We’re excited to announce today that Aembit can now provide policy-based, identity-driven access from your workloads (applications and scripts) to the most commonly used large language models (LLMs). 

While we use OpenAI, Claude, and Gemini as examples below, Aembit’s approach to workload IAM applies broadly to other LLMs offered as a service or self-hosted on your cloud instances. 

Business Context for Greater LLM Identity and Access Security

In November 2022, OpenAI introduced ChatGPT, and the digital world hasn’t been the same since. Companies like Google, Microsoft, and Anthropic have invested billions of dollars, and AI has made huge strides forward. Most people have found ways to leverage generative AI. Students are using it to help write essays. Developers are using it to write code. Marketers are using it to do research.

Organizations have taken various approaches to securing access to LLMs. In many cases, user access to LLMs have been completely blocked in fear that proprietary code and/or credentials and API keys will be manually uploaded.
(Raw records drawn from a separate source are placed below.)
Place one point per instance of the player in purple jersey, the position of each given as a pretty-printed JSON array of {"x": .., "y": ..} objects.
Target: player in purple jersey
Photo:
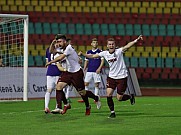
[
  {"x": 117, "y": 78},
  {"x": 52, "y": 73},
  {"x": 74, "y": 75},
  {"x": 93, "y": 67}
]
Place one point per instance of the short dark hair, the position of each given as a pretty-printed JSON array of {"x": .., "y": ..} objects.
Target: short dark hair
[{"x": 60, "y": 36}]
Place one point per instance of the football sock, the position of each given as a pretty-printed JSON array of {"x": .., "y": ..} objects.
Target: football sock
[
  {"x": 86, "y": 100},
  {"x": 110, "y": 103},
  {"x": 91, "y": 95},
  {"x": 86, "y": 87},
  {"x": 58, "y": 99},
  {"x": 63, "y": 98},
  {"x": 47, "y": 99},
  {"x": 96, "y": 92},
  {"x": 125, "y": 97}
]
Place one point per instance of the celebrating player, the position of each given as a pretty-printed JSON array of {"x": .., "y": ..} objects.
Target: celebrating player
[
  {"x": 73, "y": 76},
  {"x": 117, "y": 74}
]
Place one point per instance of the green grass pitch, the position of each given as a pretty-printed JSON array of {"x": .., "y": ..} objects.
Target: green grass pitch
[{"x": 149, "y": 116}]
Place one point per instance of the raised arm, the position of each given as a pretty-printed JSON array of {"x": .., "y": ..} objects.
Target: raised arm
[
  {"x": 89, "y": 55},
  {"x": 130, "y": 44},
  {"x": 59, "y": 58}
]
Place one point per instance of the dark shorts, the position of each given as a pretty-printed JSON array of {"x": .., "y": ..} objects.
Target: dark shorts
[
  {"x": 120, "y": 84},
  {"x": 76, "y": 79}
]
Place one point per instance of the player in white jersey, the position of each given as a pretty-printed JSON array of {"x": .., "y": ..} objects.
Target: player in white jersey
[
  {"x": 117, "y": 77},
  {"x": 74, "y": 75}
]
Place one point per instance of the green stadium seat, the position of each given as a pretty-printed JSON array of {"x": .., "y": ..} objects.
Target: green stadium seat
[
  {"x": 159, "y": 62},
  {"x": 31, "y": 28},
  {"x": 38, "y": 28},
  {"x": 177, "y": 62},
  {"x": 142, "y": 62},
  {"x": 151, "y": 62},
  {"x": 54, "y": 28},
  {"x": 169, "y": 62}
]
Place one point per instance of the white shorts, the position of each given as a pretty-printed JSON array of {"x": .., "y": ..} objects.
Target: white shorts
[
  {"x": 92, "y": 75},
  {"x": 52, "y": 81}
]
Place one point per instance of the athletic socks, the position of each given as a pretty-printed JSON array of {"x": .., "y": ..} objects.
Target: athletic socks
[
  {"x": 86, "y": 100},
  {"x": 125, "y": 97},
  {"x": 110, "y": 103},
  {"x": 47, "y": 99},
  {"x": 91, "y": 95}
]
Some organizations are leaving it ungoverned and trusting their employees will safely manage AI on their own. 

At the same time, governing use of AI is moving well beyond a user simply accessing a chatbot. As LLMs are advancing, enterprises are building applications and services that LLMs and SaaS-based generative AI services leverage to bring real value to both their own organization and their customers. 

Ungoverned Access: LLMjacking and Other Risks

Securing access to LLMs isn’t just necessary based on theoretical threats. On May 6, container security company Sysdig posted a blog outlining a new attack, known as LLMjacking, that leveraged stolen cloud credentials to target 10 cloud-hosted large language model (LLM) services. Attackers acquired credentials from a widely targeted system exploiting a vulnerability in Laravel (CVE-2021-3129), aiming to resell access to the LLMs with the account owners paying for that access.

Beyond these brazen attacks, however, there are even more subtle risks at play as your organization adopts AI:

• Where are my developers adopting or testing the use of AI?

• Are they appropriately managing credentials, which in turn provide access to sensitive data?

• How many people are manually administering, storing, and rotating those credentials?

These are, in fact, risks that your organization deals with to secure almost every piece of sensitive data in your company, but with emerging AI services it has come front-and-center.

Workload Identity and Access Management for AI

In light of this evolution – and with exploited vulnerabilities already a reality – enterprises require a robust, policy-based way to help secure access for non-human workloads that access these services

The Aembit Workload Identity and Access Management Platform now offers support available for OpenAI, Gemini (in beta), and Claude, and we have built an extensible platform that can easily cover more services based on authentication methods used.

Aembit brings the concepts of identity and access management to your development of AI. While other approaches are thinking about how users access AI tools and the underlying data they can see, Workload IAM is solving for how applications, scripts, and services can access LLMs.